Both Wasim Akram and Michael Schumacher are examples of men who could tap into their potentials and come up with great outputs in their respective sports. To pursue their careers they both followed “the model of inspiration”.
Both were charged by the desire to do what they liked. Probably at the start of their careers they both had not realized they might reach at the top. They just did what their heart’s desire and their inspiration lay, and they never got tired of doing it.
Both inspiration, and fear driven people go through their equal due share of hopes and desperations to make it up to their destinations. The difference is in the quality of the destinations. The difference is that one approaches work as a series of regular tasks that make him feel tired, the other approaches work as meditation that ends up in enlightenment, one more step towards destination. But another difference is, who feels happier at the end of the day, and who feels tired.

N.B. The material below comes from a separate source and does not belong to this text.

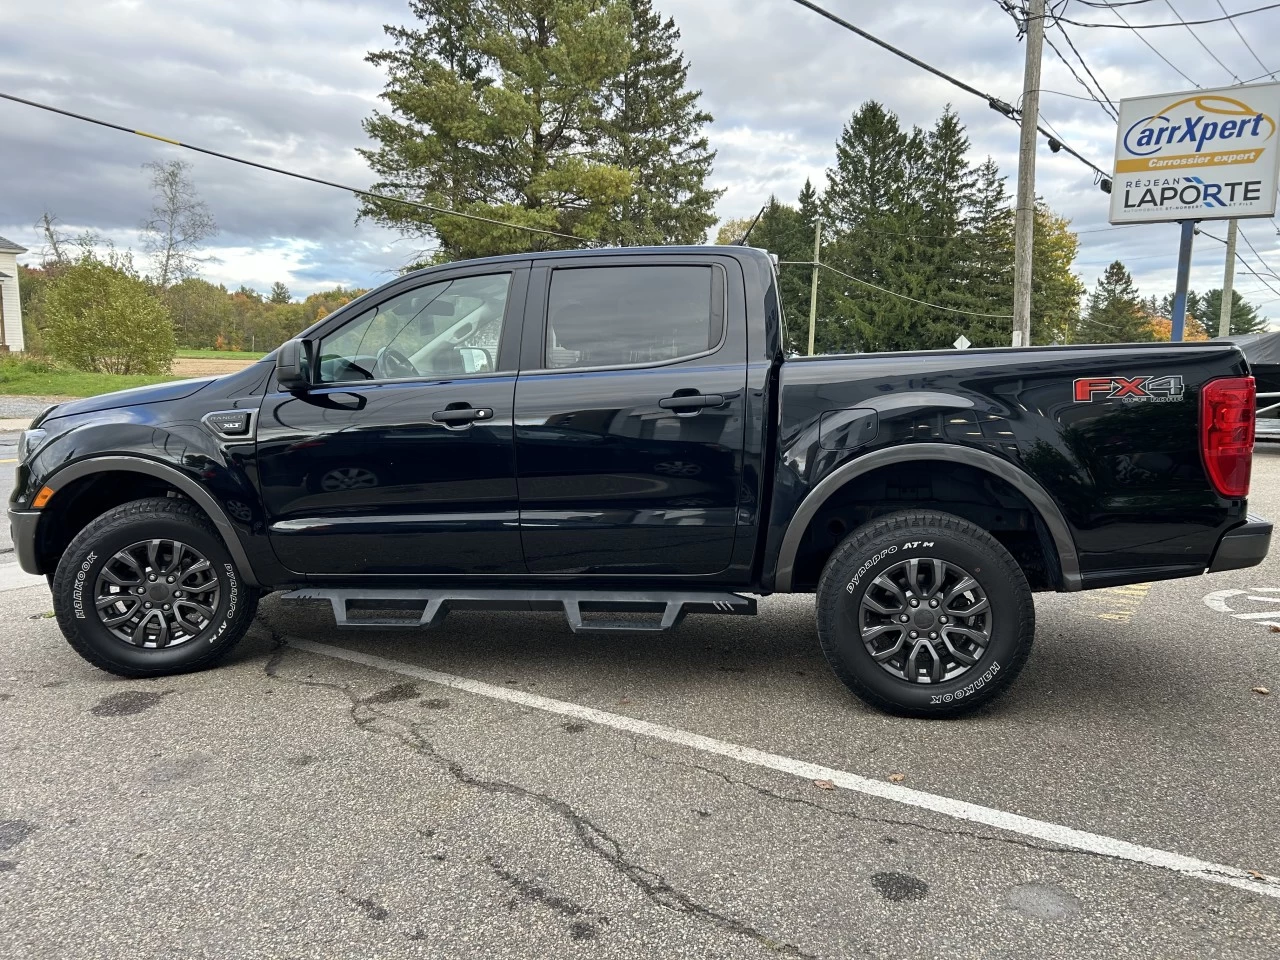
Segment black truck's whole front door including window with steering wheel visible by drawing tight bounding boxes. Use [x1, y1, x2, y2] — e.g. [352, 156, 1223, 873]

Now for one second imagine we help our kids find out what they feel for. Imagine they tap into their inspirations and potentials. Imagine we prepare a bumper crop of youth who are driven by the urge to materialize their potentials, imagine people work in their offices because they want to be there, imagine at the end of each day their collective work has helped push the goals one step forward, imagine they feel happier and satisfied at the end of each day. Now can you imagine prosperous, happy, developed, enlightened people called Pakistanis?
Can you see Pakistan – the land of opportunities?